WASHINGTON (AP) — The U.S. Commerce Department added two Europe-based spyware companies to its technology export blacklist on Tuesday for developing surveillance tools deemed to have threatened U.S. national security as well as the privacy and integrity of individuals and organizations worldwide.
Such tools are regularly used for political repression and other human rights abuses, including for spying on journalists and intimidating political dissidents.

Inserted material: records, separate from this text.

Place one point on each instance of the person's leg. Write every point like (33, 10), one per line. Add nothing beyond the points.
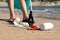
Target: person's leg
(11, 8)
(24, 10)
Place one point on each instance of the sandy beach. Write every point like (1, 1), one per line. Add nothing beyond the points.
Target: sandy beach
(9, 32)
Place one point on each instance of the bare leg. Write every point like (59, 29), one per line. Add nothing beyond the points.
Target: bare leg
(11, 8)
(25, 14)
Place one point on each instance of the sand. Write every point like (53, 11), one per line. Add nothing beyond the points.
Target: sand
(9, 32)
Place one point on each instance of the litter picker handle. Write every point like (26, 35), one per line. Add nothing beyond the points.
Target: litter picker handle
(30, 5)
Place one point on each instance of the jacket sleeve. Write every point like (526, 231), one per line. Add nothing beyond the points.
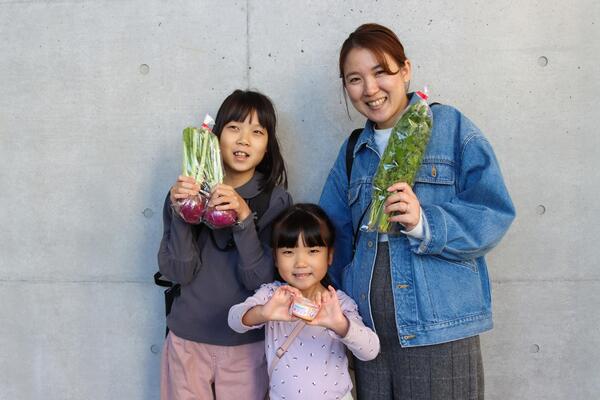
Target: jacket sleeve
(255, 261)
(474, 221)
(360, 340)
(178, 258)
(237, 312)
(334, 201)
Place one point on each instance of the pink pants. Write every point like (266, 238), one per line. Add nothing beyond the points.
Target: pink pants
(189, 370)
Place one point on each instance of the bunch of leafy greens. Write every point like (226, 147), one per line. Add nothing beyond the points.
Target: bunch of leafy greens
(400, 160)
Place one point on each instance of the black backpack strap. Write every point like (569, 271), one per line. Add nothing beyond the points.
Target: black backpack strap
(158, 280)
(350, 151)
(260, 203)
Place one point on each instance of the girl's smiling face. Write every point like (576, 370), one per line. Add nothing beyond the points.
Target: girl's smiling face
(375, 93)
(303, 267)
(243, 146)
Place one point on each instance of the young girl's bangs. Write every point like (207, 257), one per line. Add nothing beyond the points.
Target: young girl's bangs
(239, 105)
(314, 229)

The sanctioned companies are in Greece-based Intellexa S.A., Hungary-based Cytrox and related entities in Ireland and Macedonia. Intellexa and Cytrox have been linked to Predator spyware, whose reported use in Greece helped precipitate the resignation last year of two top government officials, including the national intelligence director.
Commercial spyware firms already on the Commerce Department's so-called Entity List — essentially making it illegal for U.S. companies to do business with them — include Israel's NSO Group, maker of the much better known Pegasus spyware. It was added in November 2021.
The exact business relationship between Intellexa and Cytrox is unclear and the Commerce Department did not specify it.
Tuesday's blacklisting follows a White House executive order in March that deemed the unchecked proliferation of mercenary spyware a threat to national security. Dozens of U.S. government employees were found to have been targeted with Pegasus.
In December 2021, digital sleuths at the University of Toronto's Citizen Lab discovered Predator spyware on the iPhone of a leading exiled Egyptian dissident. In a joint probe with Facebook,Citizen Lab discovered that Cytrox had customers in countries including Armenia, Greece, Indonesia, Madagascar, Oman, Saudi Arabia and Serbia.
Cytrox was at the time part of a shadowy alliance of companies under the umbrella of Intellexa, which was created in 2019 to compete with NSO Group. Its founder was former Israeli military officer Tal Dilian.
A message left for Dilian seeking comment was not immediately returned.